E dimenticò tutto quando uscì di prigione?
«Esattamente come a scuola. Ma quando andai negli Stati Uniti fui ospitato a Pittsburgh da un’organizzazione che offre case agli scrittori rifugiati, decorate in vari modi con scritte e opere d’arte. A me ne assegnarono una che poi divenne nota come Casa delle Permutazioni, perché sulla sua porta a vetri io scrissi appunto in trasparenza la storia che le ho appena raccontato, e che ho anche riportato nelle mie memorie di prigionia L’uomo è morto (Jaca Book, 1986)».
Qualcuno invece, per sopravvivere all’isolamento, gioca a scacchi da solo.
«Certo, è successo anche a me, perché in isolamento vengono un sacco di idee strane. Ho costruito i pezzi col materiale che avevo a disposizione, e mi sono messo a giocare con me stesso».
Cosa pensa invece dei legami tra matematica e letteratura?
«La letteratura è molto più intuitiva. Ma l’intuizione, il flash, è fondamentale anche nella matematica. Forse quello è il loro punto d’incontro, ed è ciò che mi affascina del libro di Arthur Koestler L’atto della creazione (Astrolabio, 1975), in cui si stabiliscono appunto paralleli tra i processi creativi nelle scienze e nelle arti».
Cosa pensa di quegli scrittori che usano metafore o strutture matematiche nei loro romanzi?
«Ad esempio? ».
Ad esempio, la metafora matematica di “Guerra e pace” è che la storia non è fatta da pochi individui isolati, come Napoleone o lo zar, ma dall’azione congiunta di molti individui infinitesimi, che bisogna “integrare” come nel calcolo infinitesimale.
«Il pericolo di questa visione è che trattare l’umanità come una statistica porta direttamente ai regimi totalitari.

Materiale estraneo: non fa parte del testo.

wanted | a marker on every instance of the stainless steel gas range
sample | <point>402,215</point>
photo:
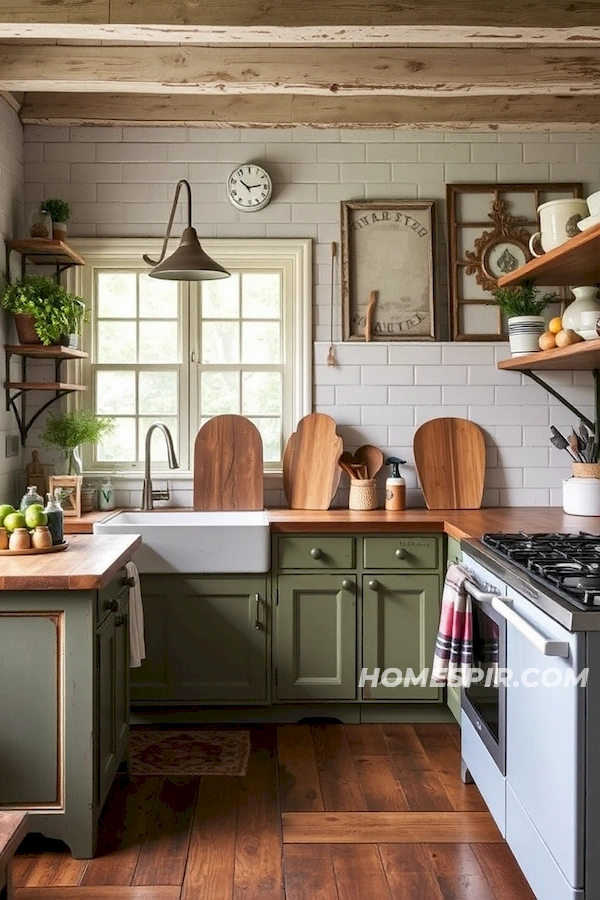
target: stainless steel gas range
<point>531,733</point>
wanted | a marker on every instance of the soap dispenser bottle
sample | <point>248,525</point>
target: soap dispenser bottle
<point>395,485</point>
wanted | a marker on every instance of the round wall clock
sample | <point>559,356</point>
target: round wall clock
<point>249,187</point>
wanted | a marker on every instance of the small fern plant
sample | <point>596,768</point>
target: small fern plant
<point>522,300</point>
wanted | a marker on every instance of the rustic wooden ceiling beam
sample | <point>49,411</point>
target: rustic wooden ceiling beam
<point>533,113</point>
<point>327,70</point>
<point>279,21</point>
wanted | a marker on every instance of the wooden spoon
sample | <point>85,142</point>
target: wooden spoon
<point>371,457</point>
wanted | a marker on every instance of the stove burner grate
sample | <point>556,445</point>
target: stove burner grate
<point>569,563</point>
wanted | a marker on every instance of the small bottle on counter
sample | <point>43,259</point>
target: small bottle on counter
<point>106,495</point>
<point>395,485</point>
<point>54,511</point>
<point>30,497</point>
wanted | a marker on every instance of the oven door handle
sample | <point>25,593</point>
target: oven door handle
<point>503,606</point>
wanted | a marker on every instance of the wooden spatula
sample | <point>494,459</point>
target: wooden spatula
<point>371,457</point>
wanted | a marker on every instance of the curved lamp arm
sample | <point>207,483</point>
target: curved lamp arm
<point>148,259</point>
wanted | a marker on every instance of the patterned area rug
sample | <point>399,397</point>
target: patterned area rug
<point>189,752</point>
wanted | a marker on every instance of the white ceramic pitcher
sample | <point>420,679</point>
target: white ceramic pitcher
<point>558,223</point>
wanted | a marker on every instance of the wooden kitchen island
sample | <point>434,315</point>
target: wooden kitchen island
<point>64,704</point>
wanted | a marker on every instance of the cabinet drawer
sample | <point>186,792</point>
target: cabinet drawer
<point>402,552</point>
<point>320,552</point>
<point>113,597</point>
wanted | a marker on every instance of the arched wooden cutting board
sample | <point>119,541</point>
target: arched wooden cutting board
<point>450,460</point>
<point>228,465</point>
<point>311,475</point>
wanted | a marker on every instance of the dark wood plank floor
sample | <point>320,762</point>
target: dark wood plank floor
<point>355,812</point>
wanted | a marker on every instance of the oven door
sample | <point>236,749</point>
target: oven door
<point>484,698</point>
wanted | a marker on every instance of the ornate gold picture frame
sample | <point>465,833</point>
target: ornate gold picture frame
<point>489,226</point>
<point>387,270</point>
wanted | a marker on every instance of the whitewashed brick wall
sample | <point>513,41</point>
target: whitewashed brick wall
<point>121,181</point>
<point>11,225</point>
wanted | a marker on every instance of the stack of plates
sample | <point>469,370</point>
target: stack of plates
<point>587,223</point>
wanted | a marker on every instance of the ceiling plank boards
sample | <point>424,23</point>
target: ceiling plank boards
<point>312,20</point>
<point>520,113</point>
<point>238,70</point>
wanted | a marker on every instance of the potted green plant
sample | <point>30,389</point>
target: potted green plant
<point>44,311</point>
<point>523,306</point>
<point>69,430</point>
<point>59,211</point>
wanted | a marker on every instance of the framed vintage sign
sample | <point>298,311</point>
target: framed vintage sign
<point>70,492</point>
<point>387,270</point>
<point>489,226</point>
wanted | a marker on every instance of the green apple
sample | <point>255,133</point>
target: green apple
<point>14,520</point>
<point>35,515</point>
<point>5,510</point>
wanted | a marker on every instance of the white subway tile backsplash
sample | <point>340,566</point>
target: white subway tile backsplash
<point>446,375</point>
<point>121,181</point>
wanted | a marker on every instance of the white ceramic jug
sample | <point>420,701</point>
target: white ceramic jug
<point>558,223</point>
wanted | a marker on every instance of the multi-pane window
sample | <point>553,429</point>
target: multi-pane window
<point>183,352</point>
<point>137,360</point>
<point>241,361</point>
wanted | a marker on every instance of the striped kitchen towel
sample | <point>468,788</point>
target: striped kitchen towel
<point>454,644</point>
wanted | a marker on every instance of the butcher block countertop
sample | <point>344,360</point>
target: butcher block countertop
<point>457,523</point>
<point>88,563</point>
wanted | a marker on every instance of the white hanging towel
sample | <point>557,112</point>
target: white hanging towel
<point>137,647</point>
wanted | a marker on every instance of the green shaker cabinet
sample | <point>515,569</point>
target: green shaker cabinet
<point>315,637</point>
<point>65,716</point>
<point>400,622</point>
<point>206,639</point>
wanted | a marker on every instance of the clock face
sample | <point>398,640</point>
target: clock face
<point>249,187</point>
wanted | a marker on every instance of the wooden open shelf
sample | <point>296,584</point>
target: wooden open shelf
<point>54,351</point>
<point>581,357</point>
<point>42,252</point>
<point>575,262</point>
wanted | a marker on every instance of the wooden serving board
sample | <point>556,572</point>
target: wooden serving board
<point>311,474</point>
<point>228,465</point>
<point>450,460</point>
<point>34,551</point>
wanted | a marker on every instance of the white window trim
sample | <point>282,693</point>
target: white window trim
<point>297,253</point>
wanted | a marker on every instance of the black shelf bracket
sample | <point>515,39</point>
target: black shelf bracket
<point>22,424</point>
<point>593,426</point>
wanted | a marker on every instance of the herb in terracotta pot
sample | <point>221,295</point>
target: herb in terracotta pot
<point>59,211</point>
<point>53,312</point>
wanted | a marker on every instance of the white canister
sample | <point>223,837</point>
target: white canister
<point>581,496</point>
<point>558,223</point>
<point>106,496</point>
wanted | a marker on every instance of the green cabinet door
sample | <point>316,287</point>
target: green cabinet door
<point>400,622</point>
<point>206,639</point>
<point>31,645</point>
<point>111,695</point>
<point>315,637</point>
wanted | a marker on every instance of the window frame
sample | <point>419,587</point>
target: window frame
<point>293,256</point>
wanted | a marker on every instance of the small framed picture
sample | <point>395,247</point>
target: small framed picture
<point>70,492</point>
<point>387,270</point>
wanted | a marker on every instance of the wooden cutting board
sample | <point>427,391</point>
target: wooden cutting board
<point>228,465</point>
<point>311,475</point>
<point>450,461</point>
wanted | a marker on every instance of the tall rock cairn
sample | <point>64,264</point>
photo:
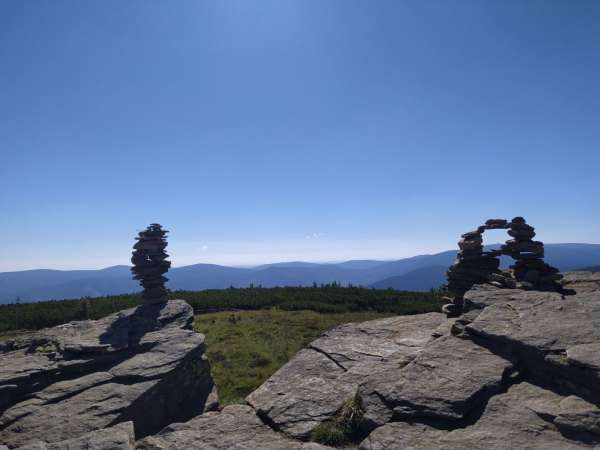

Considerando l’uomo come una variabile statistica, si finisce per non prestare più nessuna attenzione alle sue componenti individuali. ».
Ampliando il discorso oltre la matematica, nella scienza si trova qualcosa che lei ha usato nel suo lavoro?
«Ho letto alcune critiche che dicono che nei miei libri si trova effettivamente un uso di termini scientifici specifici, che devo aver ritenuto dai tempi della scuola, anche se non sono conscio di usarli deliberatamente. Forse, nel tentativo di descrivere le emozioni degli esseri umani e le loro reciproche relazioni, mi viene spontaneo adottare una terminologia anatomica, biologica, o addirittura astronomica. Ad esempio, ci sono paralleli tra le emozioni degli uomini e i moti dei corpi celesti, come le stelle o le galassie. E la mia scrittura risente del fascino che provo per l’astronomia. Una volta a San Diego ho provato la sensazione dell’assenza di gravità, quando mi hanno regalato un volo sul Vomit Comet della Nasa (un’esperienza in assenza di gravità) per il mio settantacinquesimo compleanno».
E com’è stato?
«Ero con dei chiassosi americani che hanno continuato a gridare sovraeccitati per tutto il tempo, mentre io avrei voluto essere nel silenzio assoluto che associo allo spazio vuoto. Ma è stato sublime quando una delle partecipanti si è messa nella posizione yoga del loto, e bastava un minimo tocco per farla fluttuare senza peso in qualunque direzione. Come le parole di una poesia».